Вход в фешенебельный салон мистификаций через арку испрашиваемой милостыни и золоченый саркофаг для нее.

Модный поэт и модный банкир, модный жокей и модный кондитер.

Город — белый воротничок.

Мусорный ящик для стертых от усатых поцелуев душистых дамских перчаток.


Летучая пудра фаты на стародевичьем приданом. Парадный вынос банкира, отравившегося свежей земляникой, но смерть на ложе любви по-прежнему собирает больше любопытных.

Продажа тела и продажа души согласно тарифу плюс безмолвная щепоть чаевых и благословляющий раздевающий взгляд.

Приют для ампутированных ветеранов неизвестной войны и беспрерывные танцы, завсегдатай маникюрного заведения, чахоточный палач и розовощекий скрипач, хотя положено наоборот.

Я протягиваю вперед руку и получаю в нее горсть горластых визитных карточек и монументальных рекламных проспектов от дамского мыла до новейших гаубиц и детских арф.

Я протягиваю вперед носок туфли, и на нее набрасываются обувные щетки уличного чистильщика или пара гигантских цепных псов с непременным десертным окриком садовника.

Я наклоняю вперед голову, и мне предлагают учебник латинского языка, лорнет на золоченой ручке, микроскоп для наблюдения за личной жизнью вирусной оспы, лицевые протезы, свежие сплетни, одно-два чуда света и какие-нибудь античные безделицы.

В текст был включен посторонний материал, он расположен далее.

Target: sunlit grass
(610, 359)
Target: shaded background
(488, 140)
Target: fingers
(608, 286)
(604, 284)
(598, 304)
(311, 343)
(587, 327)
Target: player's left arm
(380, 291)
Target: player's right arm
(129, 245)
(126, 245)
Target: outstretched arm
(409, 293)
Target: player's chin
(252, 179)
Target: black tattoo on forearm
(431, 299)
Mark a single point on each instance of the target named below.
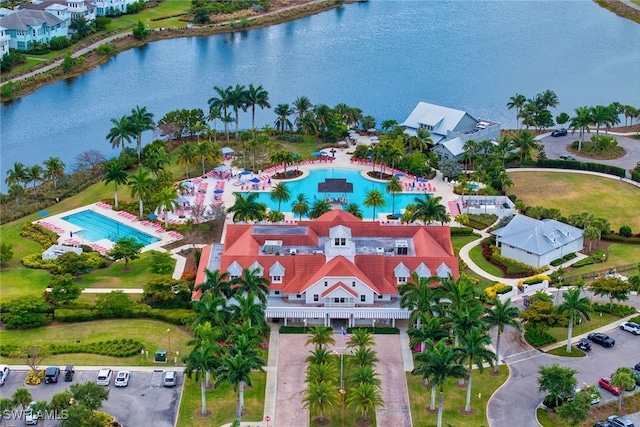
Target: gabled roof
(535, 236)
(26, 19)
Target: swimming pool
(361, 186)
(96, 227)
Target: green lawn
(152, 333)
(574, 193)
(484, 385)
(221, 403)
(476, 255)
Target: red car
(605, 383)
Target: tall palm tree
(393, 187)
(365, 397)
(115, 172)
(320, 397)
(141, 184)
(573, 308)
(301, 205)
(246, 208)
(141, 120)
(54, 169)
(502, 314)
(280, 193)
(439, 362)
(374, 199)
(237, 99)
(121, 132)
(319, 208)
(354, 209)
(256, 96)
(474, 343)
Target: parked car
(104, 376)
(68, 373)
(605, 383)
(617, 421)
(584, 344)
(122, 379)
(632, 327)
(602, 339)
(51, 374)
(170, 379)
(4, 372)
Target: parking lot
(144, 402)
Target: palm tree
(121, 132)
(280, 193)
(354, 209)
(54, 169)
(246, 208)
(517, 101)
(187, 154)
(115, 172)
(141, 120)
(319, 208)
(256, 96)
(502, 314)
(141, 184)
(320, 337)
(321, 396)
(437, 365)
(430, 209)
(365, 397)
(301, 205)
(474, 349)
(393, 187)
(167, 202)
(374, 199)
(283, 122)
(573, 308)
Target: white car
(122, 379)
(632, 327)
(104, 376)
(4, 372)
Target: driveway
(557, 146)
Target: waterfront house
(334, 268)
(537, 242)
(449, 128)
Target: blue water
(97, 227)
(361, 186)
(383, 56)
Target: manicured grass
(575, 193)
(152, 333)
(476, 255)
(221, 403)
(484, 385)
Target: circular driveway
(557, 146)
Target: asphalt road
(144, 402)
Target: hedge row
(594, 167)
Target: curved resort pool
(96, 227)
(361, 185)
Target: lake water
(383, 56)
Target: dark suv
(51, 374)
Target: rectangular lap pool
(96, 227)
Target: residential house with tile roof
(334, 267)
(449, 128)
(537, 242)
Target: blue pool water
(361, 186)
(96, 227)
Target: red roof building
(334, 267)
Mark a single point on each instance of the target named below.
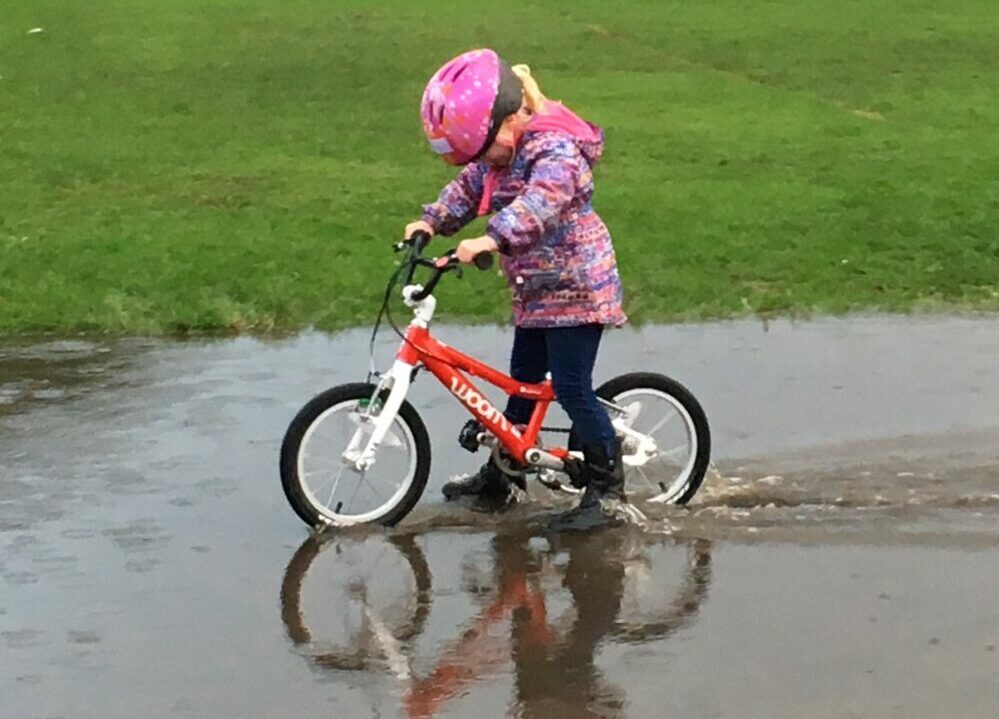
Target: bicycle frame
(447, 365)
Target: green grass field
(176, 165)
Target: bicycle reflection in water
(362, 604)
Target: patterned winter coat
(556, 251)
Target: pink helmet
(465, 103)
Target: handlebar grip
(420, 238)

Я наклоняю голову назад, и под нее уже подкладывают пуховую рыхлоприятную подушку — сама белизна — и восемь часов гарантированного апломбированного сна, увенчанного, точно идолом, чашкой душистого кофе.

Я небрежно забираюсь в шерстистый сумрак, слегка сгибаю руку в локте, как ее тотчас обвивает благорасположенная бархатная дамская ручка, и иммартелевый шепот заставляет мяться соблазнительную твердыню вуаля мягкими бичеваниями амурного инструментария.

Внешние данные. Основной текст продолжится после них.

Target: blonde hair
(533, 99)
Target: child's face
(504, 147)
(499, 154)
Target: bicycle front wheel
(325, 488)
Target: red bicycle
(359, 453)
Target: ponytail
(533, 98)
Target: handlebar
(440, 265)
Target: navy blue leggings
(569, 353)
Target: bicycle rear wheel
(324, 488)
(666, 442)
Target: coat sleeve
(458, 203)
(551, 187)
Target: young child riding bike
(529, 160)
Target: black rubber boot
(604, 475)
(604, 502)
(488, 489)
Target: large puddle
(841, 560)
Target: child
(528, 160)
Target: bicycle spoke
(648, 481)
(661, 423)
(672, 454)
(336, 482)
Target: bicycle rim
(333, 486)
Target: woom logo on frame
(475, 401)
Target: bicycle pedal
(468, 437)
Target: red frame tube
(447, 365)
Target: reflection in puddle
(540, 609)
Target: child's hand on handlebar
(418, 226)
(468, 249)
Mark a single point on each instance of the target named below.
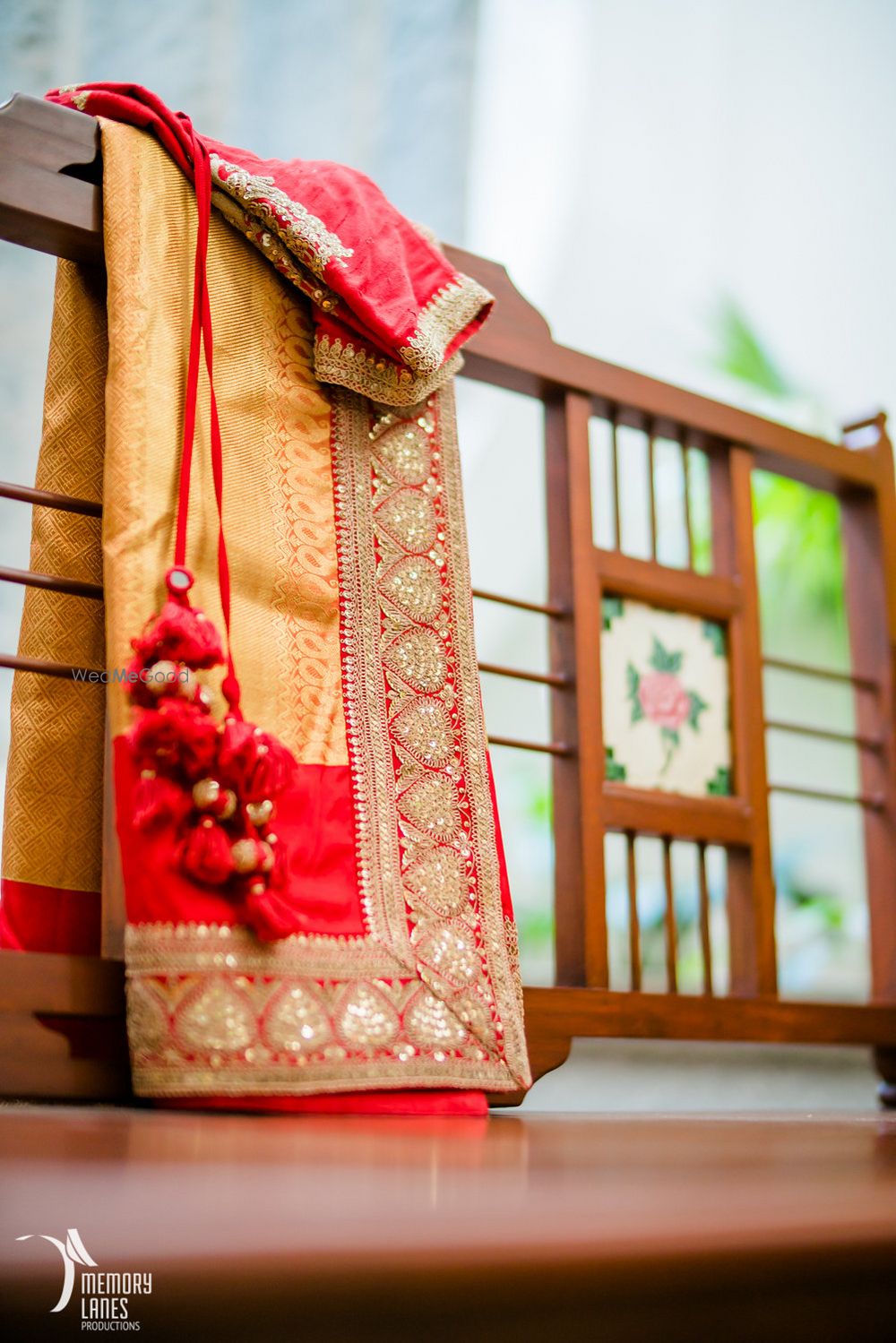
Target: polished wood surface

Я едва приоткрою рот, как проворная ручонка ученика кондитера насильно облагодетельствует меня, словно кляпом, тающим пирожным в густом хрусталь-ном нимбе ликерных испарений.

Я поиграл пальцами так, точно уловил в ажурности окружающей меня образной ткани легкое недомогание, и меня пленят кольцом, оседланным несколькими каратами непременно чистой воды, или предложат взять наугад несколько нот с клавиатуры рояля, вложить их в лузу ушной раковины и подивиться на чистоту и невесомость звучания. От обилия роскоши и нищеты, не вмещающихся ни в какие мыслимые рамки, меня на первых порах замучает тик, цветная слепота и привидится подробный чертеж геенны…

…но это пройдет.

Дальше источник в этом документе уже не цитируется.